5. The NumPy numerical computation optimization method based on RISC-V vector extension according to claim 4, characterized in that, In step 2), the size of each block is set to an integer multiple of (VLEN / SEW) * LMUL. During loop processing, the vector loading instruction can maximize the filling of the vector register. Therefore, the total number of blocks is determined by dividing the total size of the matrix by the size of a single block calculated according to the parameters above.
6. The NumPy numerical computation optimization method based on RISC-V vector extension according to claim 1, characterized in that, In steps 1-3, data output and result transformation optimization are performed. After element-wise operations, NumPy needs to restore the result from the array to a Python object or return it to an external program; this step optimizes subsequent processing steps, specifically: Batch reading and conversion: The RISC-V vector loading instruction is used to read the calculation results in NumPy arrays in batches. The number of data read each time is determined by the vector length of the hardware and is dynamically adjusted. In other words, flexibility is achieved by dynamically setting the vector length parameter. The read data is converted into Python objects in batches using parallel processing: Integers are wrapped as PyLongObjects; Floating-point numbers are wrapped as PyFloatObject.
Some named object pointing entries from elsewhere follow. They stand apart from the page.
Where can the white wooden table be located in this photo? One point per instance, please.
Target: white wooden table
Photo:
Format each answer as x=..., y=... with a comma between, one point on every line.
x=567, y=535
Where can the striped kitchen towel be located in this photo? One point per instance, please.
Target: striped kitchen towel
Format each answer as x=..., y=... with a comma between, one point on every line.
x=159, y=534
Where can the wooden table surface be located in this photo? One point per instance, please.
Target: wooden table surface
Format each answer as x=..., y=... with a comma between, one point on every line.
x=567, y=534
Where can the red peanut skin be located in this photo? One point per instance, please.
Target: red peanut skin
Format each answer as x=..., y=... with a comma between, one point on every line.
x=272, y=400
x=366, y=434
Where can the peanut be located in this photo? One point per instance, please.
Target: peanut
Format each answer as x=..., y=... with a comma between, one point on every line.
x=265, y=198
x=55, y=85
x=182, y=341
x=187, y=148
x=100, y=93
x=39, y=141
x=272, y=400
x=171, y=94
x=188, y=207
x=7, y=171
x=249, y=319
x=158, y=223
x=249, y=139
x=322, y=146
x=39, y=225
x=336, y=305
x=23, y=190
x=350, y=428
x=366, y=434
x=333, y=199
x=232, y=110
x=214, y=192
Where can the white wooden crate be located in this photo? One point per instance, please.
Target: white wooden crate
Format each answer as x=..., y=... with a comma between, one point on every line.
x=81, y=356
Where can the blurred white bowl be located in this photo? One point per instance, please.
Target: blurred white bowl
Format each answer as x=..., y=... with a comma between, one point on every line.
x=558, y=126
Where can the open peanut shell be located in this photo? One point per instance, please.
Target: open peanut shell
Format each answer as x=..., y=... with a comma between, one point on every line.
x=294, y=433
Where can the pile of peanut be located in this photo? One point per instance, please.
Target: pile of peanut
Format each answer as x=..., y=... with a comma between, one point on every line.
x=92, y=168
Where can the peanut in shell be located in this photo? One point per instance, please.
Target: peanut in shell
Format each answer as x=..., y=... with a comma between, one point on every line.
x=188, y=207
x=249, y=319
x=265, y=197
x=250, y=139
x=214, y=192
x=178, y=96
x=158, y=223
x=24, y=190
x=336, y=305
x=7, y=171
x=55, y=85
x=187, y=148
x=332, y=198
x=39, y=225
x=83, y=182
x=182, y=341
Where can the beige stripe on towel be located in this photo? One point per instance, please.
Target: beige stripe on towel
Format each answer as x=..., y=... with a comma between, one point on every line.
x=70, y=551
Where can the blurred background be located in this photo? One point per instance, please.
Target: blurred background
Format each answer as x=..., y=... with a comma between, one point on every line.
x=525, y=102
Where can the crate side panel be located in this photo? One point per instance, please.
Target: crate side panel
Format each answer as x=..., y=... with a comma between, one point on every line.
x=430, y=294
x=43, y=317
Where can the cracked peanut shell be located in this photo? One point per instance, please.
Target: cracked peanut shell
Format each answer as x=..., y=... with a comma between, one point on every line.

7. A NumPy numerical computation optimization system based on RISC-V vector extension, executing the steps of the NumPy numerical computation optimization method based on RISC-V vector extension as described in claim 1; the system includes a function interface and distribution module, a hardware detection module, a dynamic process management module, and an RVV optimization module; The function interface and dispatch module is used to receive NumPy function call requests from the upper-layer application at runtime and obtain the array data to be processed; this module is the entry point of the entire optimization method, and it dispatches the received function call type and data to the dynamic process management module. Hardware detection module: Used to detect whether the target device supports RVV extended instructions when the program starts, and to query its specific hardware characteristics; Dynamic process management module: used to determine whether a specific computing task calls an external high-efficiency library (BLAS) and select the corresponding computing path; RVV Optimization Module: Used to optimize element-wise computation tasks that do not call external high-efficiency libraries using the RVV instruction set, improving performance through vectorized computation.
8. A computer-readable storage medium, characterized in that, It stores a program that, when executed by a processor, implements the steps in the NumPy numerical computation optimization method based on RISC-V vector extension as described in any one of claims 1-6.
9. An electronic device, characterized in that, It includes a memory, a processor, and a program stored in the memory and executable on the processor, wherein the processor executes the program to implement the steps in the NumPy numerical computation optimization method based on RISC-V vector extension as described in any one of claims 1-6.